Object Counting and Instance Segmentation With Image-Level Supervision

Common object counting in a natural scene is a challenging problem in computer vision with numerous real-world applications. Existing image-level supervised common object counting approaches only predict the global object count and rely on additional instance-level supervision to also determine object locations. We propose an image-level supervised approach that provides both the global object count and the spatial distribution of object instances by constructing an object category density map. Motivated by psychological studies, we further reduce image-level supervision using a limited object count information (up to four). To the best of our knowledge, we are the first to propose image-level supervised density map estimation for common object counting and demonstrate its effectiveness in image-level supervised instance segmentation. Comprehensive experiments are performed on the PASCAL VOC and COCO datasets. Our approach outperforms existing methods, including those using instance-level supervision, on both datasets for common object counting.
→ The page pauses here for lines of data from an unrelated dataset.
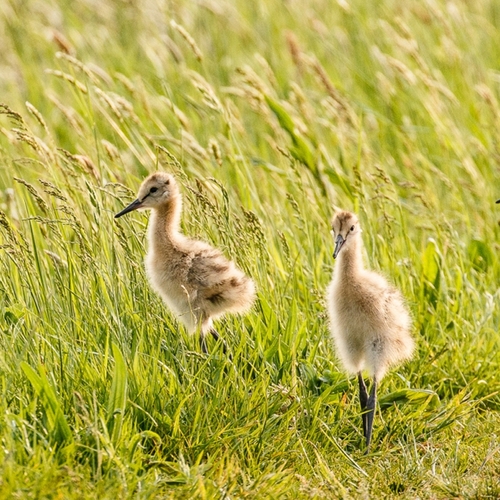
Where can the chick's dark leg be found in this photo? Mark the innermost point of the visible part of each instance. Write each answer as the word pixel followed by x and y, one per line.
pixel 370 406
pixel 363 399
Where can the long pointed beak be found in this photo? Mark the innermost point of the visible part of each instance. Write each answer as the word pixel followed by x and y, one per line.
pixel 133 206
pixel 338 245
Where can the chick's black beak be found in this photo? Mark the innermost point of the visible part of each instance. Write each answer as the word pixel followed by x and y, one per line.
pixel 133 206
pixel 339 241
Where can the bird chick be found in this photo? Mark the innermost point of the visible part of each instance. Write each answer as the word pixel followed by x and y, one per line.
pixel 369 321
pixel 195 280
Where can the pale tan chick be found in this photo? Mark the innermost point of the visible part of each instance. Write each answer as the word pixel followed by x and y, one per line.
pixel 195 280
pixel 369 321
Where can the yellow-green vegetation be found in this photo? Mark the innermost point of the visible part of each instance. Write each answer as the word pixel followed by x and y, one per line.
pixel 270 113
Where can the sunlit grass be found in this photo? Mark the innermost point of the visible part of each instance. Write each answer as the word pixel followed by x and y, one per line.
pixel 270 115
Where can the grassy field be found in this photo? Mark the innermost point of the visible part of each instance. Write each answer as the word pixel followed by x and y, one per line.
pixel 270 113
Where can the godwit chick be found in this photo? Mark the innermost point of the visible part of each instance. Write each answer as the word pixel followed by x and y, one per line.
pixel 194 279
pixel 368 318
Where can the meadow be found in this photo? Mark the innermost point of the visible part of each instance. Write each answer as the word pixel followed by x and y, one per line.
pixel 270 114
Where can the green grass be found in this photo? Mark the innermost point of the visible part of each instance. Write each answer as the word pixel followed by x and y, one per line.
pixel 270 114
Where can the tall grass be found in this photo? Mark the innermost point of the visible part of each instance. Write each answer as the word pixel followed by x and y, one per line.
pixel 270 114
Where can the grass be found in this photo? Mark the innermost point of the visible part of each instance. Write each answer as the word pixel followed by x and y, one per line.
pixel 270 114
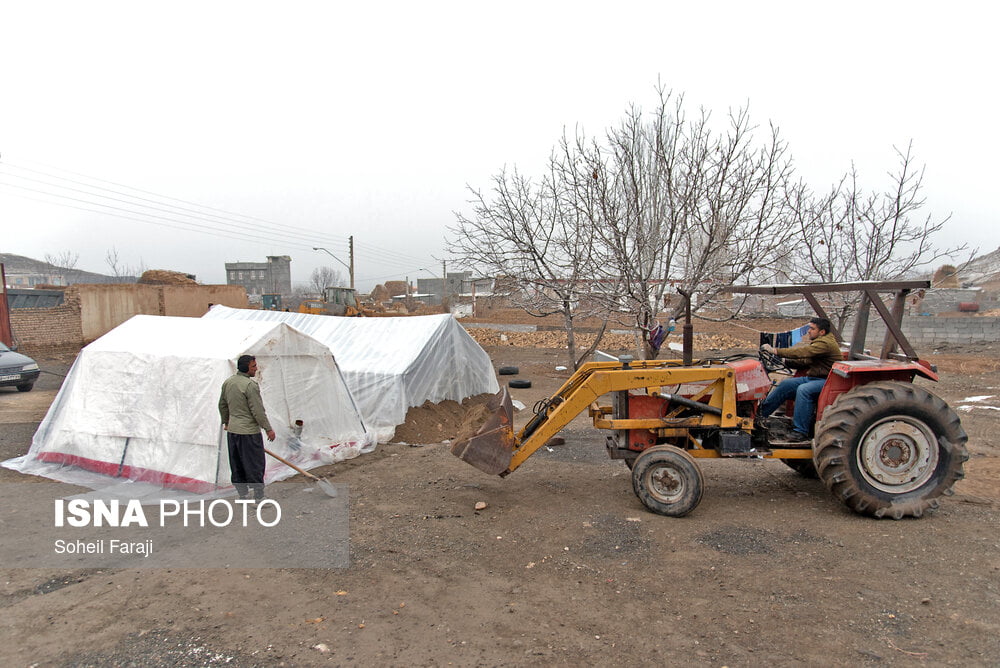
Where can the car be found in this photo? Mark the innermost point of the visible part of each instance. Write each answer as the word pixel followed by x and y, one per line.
pixel 18 370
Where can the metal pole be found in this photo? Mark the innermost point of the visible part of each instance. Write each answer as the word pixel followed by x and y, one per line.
pixel 350 241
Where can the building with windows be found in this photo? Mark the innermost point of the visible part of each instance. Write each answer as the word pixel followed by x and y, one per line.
pixel 262 278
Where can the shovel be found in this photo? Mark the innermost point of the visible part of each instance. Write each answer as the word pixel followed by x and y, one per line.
pixel 323 483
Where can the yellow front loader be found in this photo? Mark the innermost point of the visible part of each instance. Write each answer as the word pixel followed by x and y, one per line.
pixel 884 446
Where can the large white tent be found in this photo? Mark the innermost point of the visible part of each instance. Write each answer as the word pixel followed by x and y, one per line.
pixel 141 404
pixel 391 364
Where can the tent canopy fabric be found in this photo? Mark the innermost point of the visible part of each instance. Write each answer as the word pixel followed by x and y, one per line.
pixel 391 364
pixel 141 403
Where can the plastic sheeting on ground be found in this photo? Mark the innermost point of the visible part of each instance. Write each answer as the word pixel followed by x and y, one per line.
pixel 141 404
pixel 391 364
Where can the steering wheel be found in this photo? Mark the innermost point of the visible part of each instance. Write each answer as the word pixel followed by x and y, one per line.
pixel 772 363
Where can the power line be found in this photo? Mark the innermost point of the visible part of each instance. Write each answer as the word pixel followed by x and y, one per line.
pixel 176 226
pixel 232 223
pixel 210 224
pixel 147 192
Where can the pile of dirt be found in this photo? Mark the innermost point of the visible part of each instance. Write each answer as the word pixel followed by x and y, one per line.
pixel 435 423
pixel 610 341
pixel 165 277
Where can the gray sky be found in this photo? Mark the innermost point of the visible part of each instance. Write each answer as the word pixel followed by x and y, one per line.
pixel 326 119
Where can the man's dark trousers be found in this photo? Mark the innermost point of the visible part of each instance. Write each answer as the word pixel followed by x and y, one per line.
pixel 246 461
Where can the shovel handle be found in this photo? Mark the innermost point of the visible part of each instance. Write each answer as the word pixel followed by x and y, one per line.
pixel 292 466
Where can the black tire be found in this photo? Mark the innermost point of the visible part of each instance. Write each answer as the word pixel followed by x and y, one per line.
pixel 890 449
pixel 667 480
pixel 804 467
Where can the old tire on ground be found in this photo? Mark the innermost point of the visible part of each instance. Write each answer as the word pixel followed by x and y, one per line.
pixel 667 480
pixel 890 449
pixel 804 467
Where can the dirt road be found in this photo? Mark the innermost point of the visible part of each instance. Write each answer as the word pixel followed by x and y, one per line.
pixel 564 566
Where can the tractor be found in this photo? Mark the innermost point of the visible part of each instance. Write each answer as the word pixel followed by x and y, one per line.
pixel 884 446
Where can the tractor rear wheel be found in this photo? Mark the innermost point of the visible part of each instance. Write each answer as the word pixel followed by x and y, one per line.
pixel 890 449
pixel 667 480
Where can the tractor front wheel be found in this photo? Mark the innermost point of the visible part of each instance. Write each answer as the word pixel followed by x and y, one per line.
pixel 667 480
pixel 890 449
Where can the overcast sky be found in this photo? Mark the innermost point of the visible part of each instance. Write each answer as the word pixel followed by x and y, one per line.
pixel 283 126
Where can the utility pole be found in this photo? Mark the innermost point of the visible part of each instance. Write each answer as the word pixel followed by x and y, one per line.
pixel 350 240
pixel 350 267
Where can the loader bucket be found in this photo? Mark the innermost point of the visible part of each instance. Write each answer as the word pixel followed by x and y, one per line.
pixel 486 439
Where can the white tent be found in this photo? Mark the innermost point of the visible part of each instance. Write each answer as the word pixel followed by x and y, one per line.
pixel 391 364
pixel 141 404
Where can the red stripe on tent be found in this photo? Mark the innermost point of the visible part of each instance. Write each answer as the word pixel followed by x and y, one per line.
pixel 136 473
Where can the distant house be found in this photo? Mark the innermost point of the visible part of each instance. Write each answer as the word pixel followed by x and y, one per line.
pixel 457 284
pixel 262 278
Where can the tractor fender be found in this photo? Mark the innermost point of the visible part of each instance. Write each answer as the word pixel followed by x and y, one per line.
pixel 849 374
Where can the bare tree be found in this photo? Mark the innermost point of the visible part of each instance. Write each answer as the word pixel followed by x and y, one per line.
pixel 679 206
pixel 322 278
pixel 532 237
pixel 121 272
pixel 852 234
pixel 67 261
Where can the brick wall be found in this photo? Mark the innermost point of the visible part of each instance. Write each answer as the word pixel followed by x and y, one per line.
pixel 90 311
pixel 49 331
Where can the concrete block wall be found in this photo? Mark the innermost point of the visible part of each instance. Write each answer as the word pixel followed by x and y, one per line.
pixel 925 331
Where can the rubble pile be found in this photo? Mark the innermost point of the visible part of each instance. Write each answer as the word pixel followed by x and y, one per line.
pixel 610 341
pixel 165 277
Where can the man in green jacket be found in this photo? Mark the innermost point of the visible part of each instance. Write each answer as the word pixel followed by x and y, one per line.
pixel 816 354
pixel 243 418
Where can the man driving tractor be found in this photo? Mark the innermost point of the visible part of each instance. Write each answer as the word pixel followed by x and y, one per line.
pixel 816 355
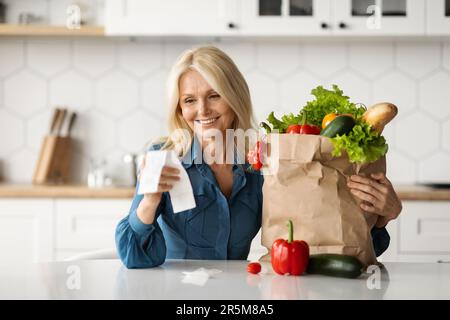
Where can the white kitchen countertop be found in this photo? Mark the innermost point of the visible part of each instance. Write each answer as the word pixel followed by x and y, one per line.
pixel 109 279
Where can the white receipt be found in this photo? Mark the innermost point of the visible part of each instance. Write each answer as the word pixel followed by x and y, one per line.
pixel 181 194
pixel 199 277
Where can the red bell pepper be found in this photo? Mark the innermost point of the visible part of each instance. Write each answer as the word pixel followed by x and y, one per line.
pixel 289 256
pixel 254 156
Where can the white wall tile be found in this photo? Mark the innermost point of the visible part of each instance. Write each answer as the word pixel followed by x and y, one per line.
pixel 353 86
pixel 37 127
pixel 116 94
pixel 264 94
pixel 71 89
pixel 79 166
pixel 324 59
pixel 137 129
pixel 140 58
pixel 49 56
pixel 94 57
pixel 276 59
pixel 418 59
pixel 11 133
pixel 153 91
pixel 96 133
pixel 400 169
pixel 417 143
pixel 241 52
pixel 397 89
pixel 371 59
pixel 11 56
pixel 20 166
pixel 435 94
pixel 446 136
pixel 295 91
pixel 446 56
pixel 25 103
pixel 436 168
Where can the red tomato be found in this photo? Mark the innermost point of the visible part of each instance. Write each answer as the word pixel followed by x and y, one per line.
pixel 294 129
pixel 254 267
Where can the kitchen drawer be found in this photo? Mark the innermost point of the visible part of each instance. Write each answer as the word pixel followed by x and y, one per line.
pixel 26 232
pixel 88 224
pixel 424 227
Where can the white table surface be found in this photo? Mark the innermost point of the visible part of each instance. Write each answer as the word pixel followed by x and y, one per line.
pixel 109 279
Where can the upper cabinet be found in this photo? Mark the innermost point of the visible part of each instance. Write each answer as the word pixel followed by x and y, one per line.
pixel 277 17
pixel 379 17
pixel 438 17
pixel 285 17
pixel 171 17
pixel 333 17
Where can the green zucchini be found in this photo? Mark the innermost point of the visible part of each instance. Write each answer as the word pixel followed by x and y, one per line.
pixel 336 265
pixel 339 126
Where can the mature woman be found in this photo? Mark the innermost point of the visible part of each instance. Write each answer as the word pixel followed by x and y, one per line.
pixel 206 92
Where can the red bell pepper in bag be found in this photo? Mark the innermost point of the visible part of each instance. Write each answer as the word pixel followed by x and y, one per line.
pixel 254 156
pixel 290 256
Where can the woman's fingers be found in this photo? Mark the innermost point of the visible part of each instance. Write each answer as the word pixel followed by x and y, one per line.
pixel 166 170
pixel 381 188
pixel 164 187
pixel 381 178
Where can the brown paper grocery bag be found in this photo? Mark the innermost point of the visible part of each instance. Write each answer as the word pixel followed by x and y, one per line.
pixel 303 182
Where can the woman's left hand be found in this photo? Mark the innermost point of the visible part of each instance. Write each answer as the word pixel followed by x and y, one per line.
pixel 378 196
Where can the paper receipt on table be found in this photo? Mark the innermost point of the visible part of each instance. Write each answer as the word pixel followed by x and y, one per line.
pixel 181 194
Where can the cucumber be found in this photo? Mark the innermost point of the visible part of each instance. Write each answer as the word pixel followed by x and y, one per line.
pixel 336 265
pixel 339 126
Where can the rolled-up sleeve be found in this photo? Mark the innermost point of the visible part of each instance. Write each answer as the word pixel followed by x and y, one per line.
pixel 381 240
pixel 141 245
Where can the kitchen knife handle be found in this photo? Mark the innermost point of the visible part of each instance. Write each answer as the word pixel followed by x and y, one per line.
pixel 60 121
pixel 71 121
pixel 54 120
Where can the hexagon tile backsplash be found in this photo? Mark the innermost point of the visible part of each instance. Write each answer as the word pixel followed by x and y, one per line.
pixel 117 88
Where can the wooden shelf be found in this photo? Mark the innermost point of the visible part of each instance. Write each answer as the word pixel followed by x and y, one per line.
pixel 63 191
pixel 46 30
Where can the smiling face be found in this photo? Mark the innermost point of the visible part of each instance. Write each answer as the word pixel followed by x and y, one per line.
pixel 201 106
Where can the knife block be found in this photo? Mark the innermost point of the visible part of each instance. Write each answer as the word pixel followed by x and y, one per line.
pixel 53 166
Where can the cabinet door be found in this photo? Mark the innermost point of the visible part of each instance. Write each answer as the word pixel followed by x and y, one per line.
pixel 425 227
pixel 89 223
pixel 170 17
pixel 438 17
pixel 285 17
pixel 26 230
pixel 379 17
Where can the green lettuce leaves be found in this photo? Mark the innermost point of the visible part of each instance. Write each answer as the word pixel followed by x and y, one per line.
pixel 329 101
pixel 362 144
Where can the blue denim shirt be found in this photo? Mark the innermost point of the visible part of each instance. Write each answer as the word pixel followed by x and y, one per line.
pixel 217 228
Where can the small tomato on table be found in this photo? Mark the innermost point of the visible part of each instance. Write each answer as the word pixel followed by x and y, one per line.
pixel 254 267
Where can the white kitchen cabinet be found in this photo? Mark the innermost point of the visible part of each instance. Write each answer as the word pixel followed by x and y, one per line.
pixel 36 230
pixel 379 17
pixel 285 17
pixel 438 17
pixel 421 233
pixel 26 230
pixel 171 17
pixel 87 224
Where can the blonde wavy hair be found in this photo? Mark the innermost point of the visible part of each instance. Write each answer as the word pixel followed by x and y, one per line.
pixel 222 74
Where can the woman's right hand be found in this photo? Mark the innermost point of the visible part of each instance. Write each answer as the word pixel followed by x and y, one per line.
pixel 147 207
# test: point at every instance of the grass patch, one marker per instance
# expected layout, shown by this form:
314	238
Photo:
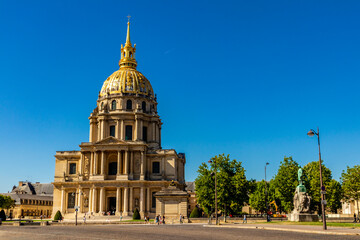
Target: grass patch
137	220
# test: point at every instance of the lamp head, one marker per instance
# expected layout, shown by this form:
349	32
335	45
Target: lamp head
311	133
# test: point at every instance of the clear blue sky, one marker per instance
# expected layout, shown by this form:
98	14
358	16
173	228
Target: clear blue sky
247	78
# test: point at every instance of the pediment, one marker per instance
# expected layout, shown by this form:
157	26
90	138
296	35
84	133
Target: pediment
109	140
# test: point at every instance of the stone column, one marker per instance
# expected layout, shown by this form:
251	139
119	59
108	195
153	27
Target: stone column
148	206
118	200
117	132
163	167
62	205
81	163
142	202
80	200
122	131
126	202
126	162
136	129
131	199
141	130
90	200
131	162
153	132
102	163
91	163
99	131
94	207
142	163
102	200
103	130
96	162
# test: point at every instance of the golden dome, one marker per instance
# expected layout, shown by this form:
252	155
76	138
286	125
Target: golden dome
127	79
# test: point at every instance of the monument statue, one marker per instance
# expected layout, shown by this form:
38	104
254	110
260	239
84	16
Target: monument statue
301	212
301	197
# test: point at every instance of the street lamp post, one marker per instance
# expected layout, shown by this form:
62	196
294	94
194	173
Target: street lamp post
311	133
267	206
216	217
266	187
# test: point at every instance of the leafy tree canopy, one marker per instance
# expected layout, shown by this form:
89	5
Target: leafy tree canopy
6	202
232	186
258	199
351	183
312	185
285	183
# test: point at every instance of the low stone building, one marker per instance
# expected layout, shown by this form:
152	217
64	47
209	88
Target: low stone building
32	200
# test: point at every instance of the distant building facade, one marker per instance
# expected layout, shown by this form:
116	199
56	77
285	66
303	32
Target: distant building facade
123	165
32	200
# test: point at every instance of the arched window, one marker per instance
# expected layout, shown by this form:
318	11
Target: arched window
143	106
112	168
113	105
129	104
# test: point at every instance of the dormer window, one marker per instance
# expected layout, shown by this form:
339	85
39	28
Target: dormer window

Moreover, our approach improves state-of-the-art image-level supervised instance segmentation with a relative gain of 17.8% in terms of average best overlap, on the PASCAL VOC 2012 dataset.

[1]  G. Mandler,et al.  Subitizing: an analysis of its component processes. , 1982, Journal of experimental psychology. General.

[2]  E. J. Capaldi,et al.  The Development of numerical competence : animal and human models , 1993 .

[3]  D. Clements Subitizing: What Is It? Why Teach It?. , 1999 .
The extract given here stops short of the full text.